Quinn illustrated the problem with excessive transparency by pointing to how Slack used to provide highly detailed outage data and then Reuters uses the data as the basis for a story questioning Slack’s stability.
He also argued that SLA compliance isn’t a plausible explanation for why people perceive problems that the AWS status page does not reflect. Enterprises, he said, have access to their own uptime metrics and generally just want things to work.
“SLA credits are effectively useless for companies,” he said. “It’s not enough money to move the needle on the lost business opportunity for most companies.”
Quinn said AWS’ approach to making its status data more meaningful to customers has been providing an account-specific “Personal Health Dashboard” that offers a far more granular view of current service status. But, he added, this isn’t well-known because it requires a login and is customer-specific.
It’s not enough money to move the needle on the lost business opportunity
The existence of performance monitoring services suggests cloud providers aren’t always up front about what’s going on. After all, there would be no need to involve a third-party service to verify service availability and SLA compliance if cloud companies reported everything completely accurately.

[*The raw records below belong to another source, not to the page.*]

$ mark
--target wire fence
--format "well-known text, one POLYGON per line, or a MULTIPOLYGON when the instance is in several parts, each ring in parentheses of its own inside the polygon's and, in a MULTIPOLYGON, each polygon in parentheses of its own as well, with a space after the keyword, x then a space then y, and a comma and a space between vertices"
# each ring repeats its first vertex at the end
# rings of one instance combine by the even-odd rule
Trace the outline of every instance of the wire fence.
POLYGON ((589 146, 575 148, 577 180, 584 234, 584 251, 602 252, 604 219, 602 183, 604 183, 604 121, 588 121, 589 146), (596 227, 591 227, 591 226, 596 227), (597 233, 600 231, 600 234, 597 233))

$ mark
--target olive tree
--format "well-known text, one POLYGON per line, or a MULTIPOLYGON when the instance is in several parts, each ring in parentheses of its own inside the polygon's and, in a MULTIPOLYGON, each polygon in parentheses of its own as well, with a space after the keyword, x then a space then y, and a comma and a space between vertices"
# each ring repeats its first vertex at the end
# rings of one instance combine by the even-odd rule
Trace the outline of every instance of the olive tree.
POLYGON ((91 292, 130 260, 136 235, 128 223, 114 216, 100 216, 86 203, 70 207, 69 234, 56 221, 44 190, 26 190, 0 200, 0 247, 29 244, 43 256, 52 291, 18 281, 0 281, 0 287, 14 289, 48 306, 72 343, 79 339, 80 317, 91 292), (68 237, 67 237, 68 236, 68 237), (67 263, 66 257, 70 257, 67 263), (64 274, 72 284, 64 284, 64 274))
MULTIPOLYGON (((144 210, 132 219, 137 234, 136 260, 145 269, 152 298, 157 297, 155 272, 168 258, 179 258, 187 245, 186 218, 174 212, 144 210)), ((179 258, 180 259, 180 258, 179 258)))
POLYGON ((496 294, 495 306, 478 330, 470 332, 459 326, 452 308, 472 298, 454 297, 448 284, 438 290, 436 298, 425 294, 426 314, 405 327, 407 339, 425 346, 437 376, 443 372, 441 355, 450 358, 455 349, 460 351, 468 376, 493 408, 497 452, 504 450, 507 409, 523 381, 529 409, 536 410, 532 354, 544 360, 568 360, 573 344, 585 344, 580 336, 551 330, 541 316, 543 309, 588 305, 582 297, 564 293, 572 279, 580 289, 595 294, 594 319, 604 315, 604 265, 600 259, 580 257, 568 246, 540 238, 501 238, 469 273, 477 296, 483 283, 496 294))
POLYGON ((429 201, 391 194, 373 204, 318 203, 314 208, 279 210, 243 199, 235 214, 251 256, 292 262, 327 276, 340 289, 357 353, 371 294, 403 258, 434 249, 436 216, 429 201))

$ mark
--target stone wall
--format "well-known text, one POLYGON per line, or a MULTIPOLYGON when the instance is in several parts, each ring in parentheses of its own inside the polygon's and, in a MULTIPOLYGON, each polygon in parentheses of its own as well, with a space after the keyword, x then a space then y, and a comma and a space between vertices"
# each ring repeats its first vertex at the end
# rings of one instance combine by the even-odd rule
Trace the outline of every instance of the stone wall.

Monitoring service Ably, for example, contends, “Amazon AWS flat out lies” on its status page.
Malik Zakaria, managing director at managed IT service provider ExterNetworks, described the issue in more diplomatic terms.

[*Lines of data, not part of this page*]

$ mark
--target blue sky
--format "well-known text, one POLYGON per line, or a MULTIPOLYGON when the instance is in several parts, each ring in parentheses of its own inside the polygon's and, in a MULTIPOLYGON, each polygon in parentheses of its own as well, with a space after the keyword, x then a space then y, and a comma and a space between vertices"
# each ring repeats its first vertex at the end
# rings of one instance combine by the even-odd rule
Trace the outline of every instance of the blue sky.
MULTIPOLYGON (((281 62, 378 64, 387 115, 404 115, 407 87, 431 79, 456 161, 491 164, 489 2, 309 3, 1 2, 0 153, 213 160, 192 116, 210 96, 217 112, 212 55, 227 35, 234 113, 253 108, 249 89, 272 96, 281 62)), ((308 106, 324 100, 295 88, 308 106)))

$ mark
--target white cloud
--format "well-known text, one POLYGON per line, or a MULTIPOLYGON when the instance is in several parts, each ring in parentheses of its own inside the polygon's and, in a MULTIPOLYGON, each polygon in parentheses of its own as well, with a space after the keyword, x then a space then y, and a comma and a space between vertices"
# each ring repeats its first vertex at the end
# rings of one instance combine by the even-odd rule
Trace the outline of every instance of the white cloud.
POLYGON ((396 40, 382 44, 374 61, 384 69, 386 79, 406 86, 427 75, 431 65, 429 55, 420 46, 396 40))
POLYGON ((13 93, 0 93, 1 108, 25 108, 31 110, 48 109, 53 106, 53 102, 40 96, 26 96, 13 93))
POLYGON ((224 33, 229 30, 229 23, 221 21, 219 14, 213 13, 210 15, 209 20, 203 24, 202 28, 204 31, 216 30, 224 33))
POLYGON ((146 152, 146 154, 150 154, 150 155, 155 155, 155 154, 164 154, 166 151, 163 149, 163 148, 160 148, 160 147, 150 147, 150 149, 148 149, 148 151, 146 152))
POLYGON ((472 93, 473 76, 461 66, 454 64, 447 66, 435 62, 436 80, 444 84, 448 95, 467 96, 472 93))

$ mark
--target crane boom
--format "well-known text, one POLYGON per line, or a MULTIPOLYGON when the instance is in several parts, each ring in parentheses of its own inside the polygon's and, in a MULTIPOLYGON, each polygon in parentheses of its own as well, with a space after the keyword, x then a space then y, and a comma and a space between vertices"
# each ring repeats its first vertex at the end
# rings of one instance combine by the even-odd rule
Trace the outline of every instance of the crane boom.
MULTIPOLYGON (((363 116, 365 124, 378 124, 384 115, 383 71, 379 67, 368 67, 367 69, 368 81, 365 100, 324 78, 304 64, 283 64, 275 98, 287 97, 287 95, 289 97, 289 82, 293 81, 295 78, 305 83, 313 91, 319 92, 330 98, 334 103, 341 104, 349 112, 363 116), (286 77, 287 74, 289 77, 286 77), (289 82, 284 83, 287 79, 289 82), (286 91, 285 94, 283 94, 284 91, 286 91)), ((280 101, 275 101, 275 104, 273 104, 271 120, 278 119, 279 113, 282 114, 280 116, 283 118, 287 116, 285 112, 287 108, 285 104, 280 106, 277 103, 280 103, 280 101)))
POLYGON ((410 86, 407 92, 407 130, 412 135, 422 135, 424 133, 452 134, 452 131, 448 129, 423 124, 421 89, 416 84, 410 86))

In a phone interview with The Register, he said, “When we talk to our customers, SLA monitoring and compliance monitoring is required to ensure that the SLA agreement is being met.”
There are times, he said, when service outages occur and are not being reported, and per agreements, we help resolve those. But 99.99 per cent of the time, he said, we’re able to provide restoration of service within agreed upon times.
In general, Zakaria said, the system works very well, and the support staff at cloud providers are very good and work around the clock.
The Register spoke at length with an Amazon spokesperson about the aspersions being made against the AWS status page. Amazon disputed the notion that SLA concerns affect its status reporting, and questioned the accuracy of crowd-sourced reporting that may reflect service disruptions linked to ISPs or network-layer providers.
“Third parties speculating on AWS availability almost always get it wrong,” an Amazon spokesperson told us.
“Just this week, Downdetector walked back its own false reporting by saying, ‘we do not believe there was a widespread service issue on AWS’s platform.’ The AWS Service Health Dashboard (SHD) is the only reliable source of AWS availability data, providing customers with timely and accurate information on AWS services and regions.
“It is not connected to our Service Level Agreements (SLAs) in any way. Our SHD provides more details and transparency on service availability than any other cloud provider.” ®
Heroku, which is hosted by AWS, suffered a partial outage at about 1700 UTC on Thursday, around the same time complaints against AWS rose on DownDetector. The Rust programming language’s Crates.io, which relies on Heroku and Amazon’s cloud, was temporarily down at 1700 UTC also, citing problems with an infrastructure provider.